Tengo que vestirme para ir a recoger a Carla y a Julia al colegio. Siempre vuelven a casa en la ruta, pero hoy quiero ir yo a buscarlas. Salen a las cinco y, para un día que puedo, quiero aprovechar. Todavía estoy un poco aturdida por los efectos de la botella de vino que nos hemos bebido Eugenio y yo en la comida. Últimamente necesito beber para que me apetezca acostarme con él. Y, desde hace tiempo, el mejor momento para mí es después de comer.
Eugenio se está abrochando los puños de la camisa con unos gemelos que yo le regalé en su último cumpleaños.
—Yo me voy para el estudio —me dice—. ¿Te veo luego por allí?
—No. Voy a ir a por las niñas y después he quedado con los americanos para visitar su obra antes de volver a casa.
Lo nuestro se está acabando. Es demasiado tiempo. Lo noto mientras le veo arreglarse. Eugenio es un hombre guapo y elegante. Antes me encantaba verle vestirse. Cuando se mete la camisa por dentro del pantalón del traje, siempre le queda perfecta, con una tersura casi artificial. Después, la maestría al colocarse los gemelos, al atarse los cordones de los zapatos, siempre brillantes, con tal precisión que los dos lazos quedan exactamente iguales, y su manera rítmica de hacerse el nudo de la corbata frente al espejo, que queda justo a la altura de la hebilla del cinturón.
Eugenio es fuerte y musculoso, con él siempre he tenido la tendencia a dejarme poseer, a disfrutar de mi pasividad, a abandonarme a lo que quisiera hacerme, incapaz de defenderme de su fortaleza. Con él, ése era mi instinto. Ahora le miro desde la cama y ya no me pasa lo que me pasaba cuando le veo ponerse la chaqueta y darme un beso de despedida.
—¡María, date prisa, que no vas a llegar al cole a recoger a las niñas!
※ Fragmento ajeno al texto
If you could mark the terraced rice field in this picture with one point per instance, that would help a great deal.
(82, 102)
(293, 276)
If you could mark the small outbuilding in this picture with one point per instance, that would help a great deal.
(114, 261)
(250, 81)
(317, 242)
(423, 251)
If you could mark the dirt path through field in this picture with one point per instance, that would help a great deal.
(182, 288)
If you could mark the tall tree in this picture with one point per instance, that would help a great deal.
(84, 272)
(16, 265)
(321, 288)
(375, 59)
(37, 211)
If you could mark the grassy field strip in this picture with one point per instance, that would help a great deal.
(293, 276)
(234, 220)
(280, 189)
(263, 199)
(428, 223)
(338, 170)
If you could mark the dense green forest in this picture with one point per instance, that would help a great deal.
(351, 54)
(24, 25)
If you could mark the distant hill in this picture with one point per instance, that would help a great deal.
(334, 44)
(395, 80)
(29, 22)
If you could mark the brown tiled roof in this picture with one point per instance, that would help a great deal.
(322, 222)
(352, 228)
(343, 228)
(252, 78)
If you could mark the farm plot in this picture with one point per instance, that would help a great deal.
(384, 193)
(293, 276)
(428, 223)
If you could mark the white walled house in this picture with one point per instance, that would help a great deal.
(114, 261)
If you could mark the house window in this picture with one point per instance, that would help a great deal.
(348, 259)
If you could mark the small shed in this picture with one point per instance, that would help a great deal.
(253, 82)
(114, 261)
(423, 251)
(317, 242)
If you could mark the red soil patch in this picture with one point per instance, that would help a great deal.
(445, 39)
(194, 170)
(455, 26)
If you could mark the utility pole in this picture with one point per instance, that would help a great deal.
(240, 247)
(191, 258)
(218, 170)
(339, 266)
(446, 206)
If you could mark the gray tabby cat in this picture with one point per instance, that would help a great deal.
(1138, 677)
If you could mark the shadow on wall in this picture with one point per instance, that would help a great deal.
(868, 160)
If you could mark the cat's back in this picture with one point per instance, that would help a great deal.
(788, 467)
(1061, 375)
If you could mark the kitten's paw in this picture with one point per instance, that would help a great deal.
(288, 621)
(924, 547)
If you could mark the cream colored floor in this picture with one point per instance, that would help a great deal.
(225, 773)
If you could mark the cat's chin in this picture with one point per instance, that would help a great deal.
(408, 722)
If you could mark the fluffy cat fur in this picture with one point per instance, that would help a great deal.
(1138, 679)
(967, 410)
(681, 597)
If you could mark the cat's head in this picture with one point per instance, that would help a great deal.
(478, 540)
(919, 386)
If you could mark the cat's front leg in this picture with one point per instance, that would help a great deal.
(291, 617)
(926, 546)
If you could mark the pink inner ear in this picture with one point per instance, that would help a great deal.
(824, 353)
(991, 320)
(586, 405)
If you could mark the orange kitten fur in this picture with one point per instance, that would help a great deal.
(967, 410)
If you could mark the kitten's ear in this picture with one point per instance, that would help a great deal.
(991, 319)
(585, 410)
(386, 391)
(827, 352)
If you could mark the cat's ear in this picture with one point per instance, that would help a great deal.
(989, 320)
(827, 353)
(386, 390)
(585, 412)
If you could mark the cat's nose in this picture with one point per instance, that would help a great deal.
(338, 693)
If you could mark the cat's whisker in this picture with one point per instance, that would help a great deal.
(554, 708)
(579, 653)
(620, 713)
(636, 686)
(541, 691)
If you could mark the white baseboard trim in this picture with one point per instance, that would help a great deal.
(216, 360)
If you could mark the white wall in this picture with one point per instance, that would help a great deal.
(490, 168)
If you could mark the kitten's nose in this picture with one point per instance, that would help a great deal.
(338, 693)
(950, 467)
Soy arquitecta. Una arquitecta brillante. Fui la número uno de mi promoción, logré algunos premios internacionales con mis primeros proyectos y con veintisiete años monté un estudio que hoy es uno de los más importantes de España. Me va bien, incluso en esta época de crisis me mantengo, y con lo que he conseguido durante todos estos años, la cuestión económica no es mi principal problema. La parte financiera del despacho la lleva mi marido. Menos mal, porque yo en eso soy un desastre. Me pierdo cuando se habla de ese tema porque no me interesa y, siendo sincera, tampoco lo entiendo. Así que el estudio es mío, pero sin él, tengo que reconocerlo, esta empresa no hubiera sido lo que es.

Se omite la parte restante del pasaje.